Father Abraham conducts the orthodox Christmas service at the St. Anthony's Cathedral in Abu Dhabi.

More than 3,000 worshippers attended the Christmas service at St Anthony’s Orthodox Cathedral for Coptic Egyptians in Abu Dhabi. They prayed for tolerance and peace on earth.

Copts observe Christmas on January 7, as do most Orthodox churches.

“Our Christmas message is Jesus Christ’s message to all the world, to all the humanity over all the world,” said Father Abram Farouk, one of the cathedral's two priests, before the service. “Jesus Christ was born just to give us light, to give us peace, to give us his soul.”

Government officials, including the Minister of Tolerance Sheikh Nahyan bin Mubarak and the Egyptian ambassador Wael Gad, attended the service. It is estimated that 25,000 to 30,000 Egyptian Christian Copts live in the UAE.

For men like Ashaia Haroun, the tolerance of the UAE compared to the violence seen elsewhere regionally has made the Emirates a second home.

“I was talking to the chief of the Islamic Foundation and he said that we learn from our sheikhs and we saw that our sheikhs they are open-minded,” said Mr Haroun, a Cathedral committee member. “They know that if God wanted to make the whole world one religion, he could. God can. But if God allows differences in religion and faith, who are we to oppose God?”

Batroos Wajeh Atea, 26, and Corolis Samweer, 31, took a two-hour bus journey from Madinat Zayed to attend the service on Saturday.

The men, who work in interior design, will spend Christmas Day today in the office but will stay with friends in Abu Dhabi overnight.

“At Christmas in Egypt people die. It is always like that,” Mr Atea. He said his church in Egypt was often closed because of violence.

A gunman killed two Copts in Giza, Egypt on New Year’s Day. Nine people were murdered on December 29 when another gunman attacked people at a household appliance shop and attempted to storm a Coptic church in Helwan, south of Cairo.

More than 100 Christians were killed in Egypt in 2016, according to the BBC.

“As Christians, we are dealing with the people as men of God,” Father Farouk said. "So all creations, all the people anywhere, if they are attacked, it is an attack on us. We pray for all the world. Peace for all the world, peace for Egypt, for Emirates, for all the world.”Christmas is a time of celebration, but those who lost their lives in attacks this year were also remembered during Saturday’s service.

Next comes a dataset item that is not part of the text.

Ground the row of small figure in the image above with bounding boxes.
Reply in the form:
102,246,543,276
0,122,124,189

“We have people who lost their brother, their father, their uncle. It is really very painful,” said Mr Haroun.

“There is no religion in the world that tells you to kill a person that God created. We pray. This is the only way we know. We thank God that he put us in a place in UAE, a place which is safe and a place which is really taking care of us.”

Mr Haroun celebrates his 40th anniversary in the UAE this week. That same year, the first Coptic priest arrived to serve Abu Dhabi, although a church would not be built for another seven years.

“Once we had a church, the people started multiplying,” recalls Mr Haroun.

A new church opened in April 2007, funded in part by Sheikh Mohammed bin Zayed on land donated by the government.

Last year, Christian churches were given the right to grant marriages, mediate and grant divorce and handle child custody and inheritance for non-Muslims as part of law reforms by Sheikh Mansour bin Zayed, Deputy Prime Minister and Minister of Presidential Affairs.

The cathedral complex was busy all weekend in preparations for Christmas Eve.

Iman Ibrahim, a Canadian who works at the American International School, was at the church on Friday, wrapping presents for her family.

“For us, Christmas simply means that Jesus was born into our hearts and into our lives.”